Burundi : trois actions à saluer dans la promotion de l’entrepreneuriat en 2019

Alors qu’on célèbre la semaine mondiale de l’entrepreneuriat au Burundi, du 18 au 24 novembre, la banque d’investissement des jeunes, la campagne Birashoboka et les compétitions entrepreneuriales ont été trois actions qui ont marqué positivement cette année dans la promotion de l’entrepreneuriat. Une lueur d’espoir pour les jeunes entrepreneurs burundais.

Avec un taux de chômage avoisinant les 65%, la plupart des jeunes burundais se sont tournés vers l’entrepreneuriat pour s’en sortir. Mais les défis étaient énormes. Le manque d’esprit entrepreneurial, l’accès au financement et plusieurs barrières dans la création d’une entreprise, en étaient les plus importants. Mais avec 2019, une lueur d’espoir s’est pointée à l’horizon.

La banque d’investissement des jeunes 

Le manque d’accès des jeunes aux crédits constitue un obstacle sérieux à la mise sur pied d’une entreprise. À cause du taux d’intérêt élevé au-delà de 10%, la présence d’un avaliseur des hypothèques (des biens immobiliers pour la plupart), beaucoup de projets des jeunes restent dans les tiroirs. Avec 2019, le décret n°100/145 du 23 septembre 2019 portant participation de l’Etat du Burundi et des communes au capital social de la banque d’investissement pour les jeunes au Burundi a réjoui plus d’un. Et la plus belle dans tout cela, c’est que le taux d’intérêt est le plus bas par rapport aux autres banques. Il sera de 5%. De quoi réjouir les jeunes entrepreneurs burundais : « Actuellement, nos espoirs sont dirigés vers la banque des jeunes ». Explique Didier, un jeune entrepreneur dans l’agrobusiness, qui a été contraint de mettre les verrous sur la porte par manque d’hypothèque bancaire en vue d’un crédit financier. Pourvu que la théorie suive  la pratique et que sa concrétisation se réalise enfin 

Campagne Birashoboka

L’entrepreneuriat chez les burundais qui moins de revenu et faisant face aux différentes barrières, une campagne nommée Birashoboka « it’s possible » s’est levée, et s’est battue bec et ongles pour la réduction des exigences lors des processus de création d’une entreprise. Démarrée en 2018, elle a été initiée par le Centre for Development and Entreprises Great Lakes. Depuis lors, les fruits de la dite campagne sont palpables. 4080 entreprises ont été créées pour les seuls trois mois de 2019 par rapport aux 842 entreprises créées dans la même période en 2018. Un impact sans précédent.

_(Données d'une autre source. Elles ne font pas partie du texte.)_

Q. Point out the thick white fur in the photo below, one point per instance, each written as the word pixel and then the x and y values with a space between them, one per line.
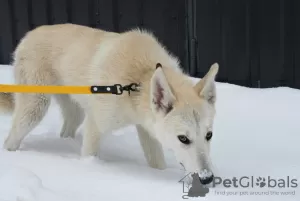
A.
pixel 169 104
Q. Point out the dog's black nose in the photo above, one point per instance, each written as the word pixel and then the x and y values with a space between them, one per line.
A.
pixel 206 180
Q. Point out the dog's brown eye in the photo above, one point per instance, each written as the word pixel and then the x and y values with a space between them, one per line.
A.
pixel 183 139
pixel 208 135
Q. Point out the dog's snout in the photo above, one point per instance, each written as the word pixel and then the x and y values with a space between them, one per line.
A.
pixel 206 179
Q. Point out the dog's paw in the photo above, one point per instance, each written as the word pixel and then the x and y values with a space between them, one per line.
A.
pixel 11 145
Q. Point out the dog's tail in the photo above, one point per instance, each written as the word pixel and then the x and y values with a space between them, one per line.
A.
pixel 7 103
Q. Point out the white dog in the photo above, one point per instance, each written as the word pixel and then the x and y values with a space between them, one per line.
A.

En plus, c’est grâce à cette campagne qu’il y a eu aboutissement à la diminution des frais d’enregistrement d’une entreprise à l’API, passant de 140 milles Fbu à 40 milles Fbu. «Je considère la campagne Birashoboka comme la voix des jeunes entrepreneurs sans voix, pour la promotion de leurs activités et le bon fonctionnement de petites entreprises», témoigne Euphrem  Ndayikeje, Directeur-Gérant de l’entreprise BEDC. Avec la campagne aujourd’hui, les entrepreneurs accèdent aux comptes bancaires sans frais et un taux d’intérêt de 10% lorsqu’il s’agit de payer le crédit, les familles des entrepreneurs sont capables de se payer de la nourriture, d’éduquer leurs enfants dans des écoles de leur choix, d’accéder aux soins de santé, etc.

Compétitions entrepreneuriales

Dans le cadre de susciter l’esprit entrepreneurial et l’encouragement des étudiants à créer leur entreprise, plusieurs compétitions ont été organisé en 2019. Du Light Award en passant par le ShikaAward, le Centre For Innovation and Entrepreneurship  et le Yaga Innovation Challenge, ces compétitions ont été légions. Ces compétitions ont aidé à challenger les idées entrepreneuriales des jeunes, en les permettant de bénéficier un coaching personnalisé et de recevoir des conseils de la part de jurys composés de professeurs, investisseurs et chef d’entreprises. Cela leur permet de mûrir en un temps record leur business plan et d’être mieux outillé pour se lancer dans l’aventure entrepreneuriale.Malgré les défis entrepreneurials qui persistent au Burundi, ces trois actions donnent une lueur d’espoir aux jeunes burundais de ne pas baisser les bras, car diront-ils, Birashoboka, c’est possible.